Although it’s still too early to plant flowers in the ground, putting down fertilizer in your grass after the harsh winter and getting your flower beds cleaned up is a great way to prep your lawn for the season.
“Right now, for lawn, would be to get your crabgrass preventer on and a fertilizer on your lawn. Also, if you need to do any seeding from the plow with all the snow we had, just be careful you don’t put crabgrass preventer where you’re putting grass seed,” said Jess Hafner, the co-owner of Chuck Hafner’s Garden Center.
He says it’s also good to fertilize your garden to give your trees and shrubs strength going into the season.
“If you have any ornamental grasses, it’s a good time to prune those back.
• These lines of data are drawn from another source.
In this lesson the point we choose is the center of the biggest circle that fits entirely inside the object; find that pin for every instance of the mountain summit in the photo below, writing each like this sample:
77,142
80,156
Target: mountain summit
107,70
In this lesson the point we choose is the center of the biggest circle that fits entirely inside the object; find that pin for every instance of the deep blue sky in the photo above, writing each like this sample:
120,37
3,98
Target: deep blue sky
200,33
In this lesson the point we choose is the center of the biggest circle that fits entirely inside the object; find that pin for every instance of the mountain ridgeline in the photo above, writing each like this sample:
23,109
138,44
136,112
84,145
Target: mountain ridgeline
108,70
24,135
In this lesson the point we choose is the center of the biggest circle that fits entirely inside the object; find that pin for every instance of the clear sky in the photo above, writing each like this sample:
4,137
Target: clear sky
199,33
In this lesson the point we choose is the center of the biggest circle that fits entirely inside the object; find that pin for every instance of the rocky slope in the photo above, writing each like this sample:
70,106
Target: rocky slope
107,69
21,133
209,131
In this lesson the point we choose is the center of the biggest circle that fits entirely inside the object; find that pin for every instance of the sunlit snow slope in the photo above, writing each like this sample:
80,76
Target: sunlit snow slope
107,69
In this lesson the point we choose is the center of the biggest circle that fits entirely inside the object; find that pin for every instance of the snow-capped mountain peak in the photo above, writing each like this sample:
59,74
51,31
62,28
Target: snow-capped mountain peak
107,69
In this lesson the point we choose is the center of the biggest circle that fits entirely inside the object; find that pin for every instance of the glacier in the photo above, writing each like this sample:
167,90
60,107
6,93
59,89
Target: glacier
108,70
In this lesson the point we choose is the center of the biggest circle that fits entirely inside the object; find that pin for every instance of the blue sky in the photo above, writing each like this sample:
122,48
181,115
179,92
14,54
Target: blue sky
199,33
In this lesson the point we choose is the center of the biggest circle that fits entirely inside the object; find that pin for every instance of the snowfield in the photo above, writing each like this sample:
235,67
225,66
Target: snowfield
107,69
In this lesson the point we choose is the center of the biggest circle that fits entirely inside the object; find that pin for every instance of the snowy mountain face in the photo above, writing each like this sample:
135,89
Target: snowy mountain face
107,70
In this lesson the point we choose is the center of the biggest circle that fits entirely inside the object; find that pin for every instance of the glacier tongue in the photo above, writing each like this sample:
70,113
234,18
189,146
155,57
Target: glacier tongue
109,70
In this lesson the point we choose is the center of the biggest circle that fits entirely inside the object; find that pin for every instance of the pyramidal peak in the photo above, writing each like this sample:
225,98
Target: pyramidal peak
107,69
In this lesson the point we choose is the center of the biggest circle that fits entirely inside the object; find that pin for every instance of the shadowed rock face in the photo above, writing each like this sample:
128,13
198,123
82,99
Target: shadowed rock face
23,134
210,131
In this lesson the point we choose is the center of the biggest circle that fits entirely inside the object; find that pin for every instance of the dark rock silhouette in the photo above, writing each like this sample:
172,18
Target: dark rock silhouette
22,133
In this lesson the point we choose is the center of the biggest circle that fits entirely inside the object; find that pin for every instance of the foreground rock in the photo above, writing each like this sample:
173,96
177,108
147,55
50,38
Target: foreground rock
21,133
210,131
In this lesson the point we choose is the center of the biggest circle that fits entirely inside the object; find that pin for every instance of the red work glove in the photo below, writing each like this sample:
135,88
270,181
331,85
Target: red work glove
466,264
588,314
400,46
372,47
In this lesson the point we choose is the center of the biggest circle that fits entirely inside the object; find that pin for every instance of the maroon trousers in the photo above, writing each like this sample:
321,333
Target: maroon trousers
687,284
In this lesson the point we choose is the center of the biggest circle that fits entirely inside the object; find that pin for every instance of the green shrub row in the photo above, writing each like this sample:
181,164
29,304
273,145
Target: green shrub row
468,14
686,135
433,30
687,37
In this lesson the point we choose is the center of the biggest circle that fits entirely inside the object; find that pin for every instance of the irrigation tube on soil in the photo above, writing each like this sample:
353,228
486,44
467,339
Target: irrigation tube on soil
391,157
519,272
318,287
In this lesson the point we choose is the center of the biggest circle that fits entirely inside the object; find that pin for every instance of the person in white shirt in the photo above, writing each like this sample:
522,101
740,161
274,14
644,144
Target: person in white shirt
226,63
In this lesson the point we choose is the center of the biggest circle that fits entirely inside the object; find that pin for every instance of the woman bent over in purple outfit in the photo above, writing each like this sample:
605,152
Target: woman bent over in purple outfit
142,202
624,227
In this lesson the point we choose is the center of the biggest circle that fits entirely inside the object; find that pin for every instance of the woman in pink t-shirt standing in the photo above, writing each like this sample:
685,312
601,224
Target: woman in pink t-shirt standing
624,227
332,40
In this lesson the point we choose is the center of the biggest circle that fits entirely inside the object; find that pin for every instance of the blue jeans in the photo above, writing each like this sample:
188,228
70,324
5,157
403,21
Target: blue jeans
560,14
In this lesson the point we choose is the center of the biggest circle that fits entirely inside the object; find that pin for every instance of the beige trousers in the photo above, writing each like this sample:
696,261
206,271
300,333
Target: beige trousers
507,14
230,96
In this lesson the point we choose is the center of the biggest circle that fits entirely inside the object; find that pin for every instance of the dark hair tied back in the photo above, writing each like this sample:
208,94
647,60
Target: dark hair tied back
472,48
If you have any broken branches from winter damage, you know, prune those out and even mulch if you want to mulch. Depending on how much you’re going to be planting, it’s a great time to get your beds cleaned up and mulched,” said Hafner.
“This is just their grass seed that you can buy in bulk by the scoop. I’ve had a lot of luck with this, particular grass seed in the past, so I thought we’d come up and get the same,” said Chris Kotchey.
He and his wife traveled from Binghamton to get their grass seeds because he says they don’t have a garden center this size where they live.
“When the spring comes, We have a lot of bare patches in the yard, so we’ll use this. I’ll use the grass seed to fill in the holes, and then I’ll get some of their topsoil to cover that up. You know, protect the seeds while it’s coming up,” said Kotchey.
This is also a good time to get perennial plants as they change throughout the season.
“The ones that we have now, we really won’t have in May because they’ll be done blooming. And when you do a garden, you want to have color all the way through the season. So you buy early-blooming, you buy mid-blooming, you buy late-blooming. So you kind of continue to pass the baton along when you’re doing a perennial garden,” said Hafner.